Holiday cards are really fucking complicated.

I had two boxes of cards. One was completely non-holiday specific, and one was funny but said “Merry Xmas” on it. So clearly, the Jews needed to get the non-specific card. However, the more religious Christians couldn’t get the Merry Xmas card because of the whole Christ/X thing. And then there was also the fact that Hanukkah was like, three weeks ago, so I had to craft my message carefully so it was obvious that I was really just sending best wishes for the new year, oh, so you happened to get this the day before Christmas … is it Christmas this week? I hadn’t realized. I spent the next two hours doing the kind of analysis into people’s potential religious beliefs that should only be attempted by historical scholars on a civilization that’s been extinct for 1,000 years.  I even had to go to the store and buy actual New Year’s cards for the extra-Jewish folks on my list, because apparently my neutral card wasn’t neutral enough.

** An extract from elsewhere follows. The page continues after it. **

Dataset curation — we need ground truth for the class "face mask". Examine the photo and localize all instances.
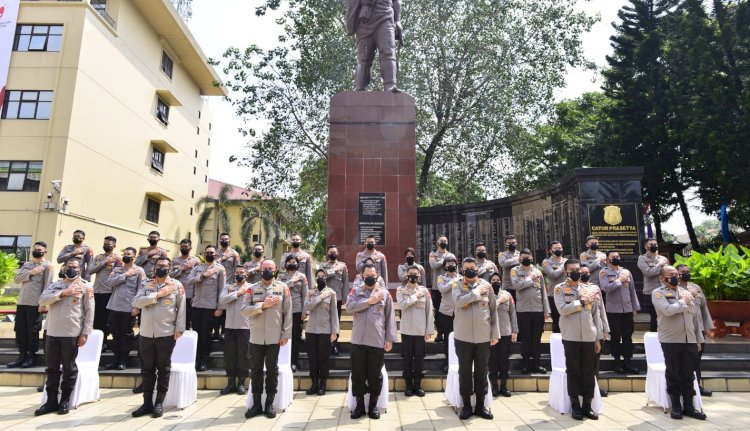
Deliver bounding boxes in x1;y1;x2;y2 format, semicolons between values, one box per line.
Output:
65;268;80;279
260;269;273;281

So I put the damn things in the mail and proceeded to spend the rest of the week worrying about who I’ve offended. Did I write something stupid? Did I send the wrong card to the wrong people? Did I accidentally mention “Christmas” on a Jewish card? What about the Jehovah’s Witnesses and the Mormons? Are they even allowed to get cards? With glitter?

Why did I do this? Why? What business do I have sending cards to celebrate a holiday when I’m not even sure what holiday I’m celebrating? Even if there are cards for Christmukkah (and I’m sure there are) you just can’t send those to everyone, and the ones that are really multi-religion and “embrace all faiths” imply some religion and/or faith, which I do not so much have. On December 25th I celebrate the birth of Jimmy Buffett by eating turkey and pie, and wish I still believed in Santa. And really, the only reason to send cards anyway is to assuage guilt about not being in touch with people all the rest of the year, and HELLO, that’s what Facebook is for.

Next year, I’m totally back to being one of “the Turners.” Happy holidays.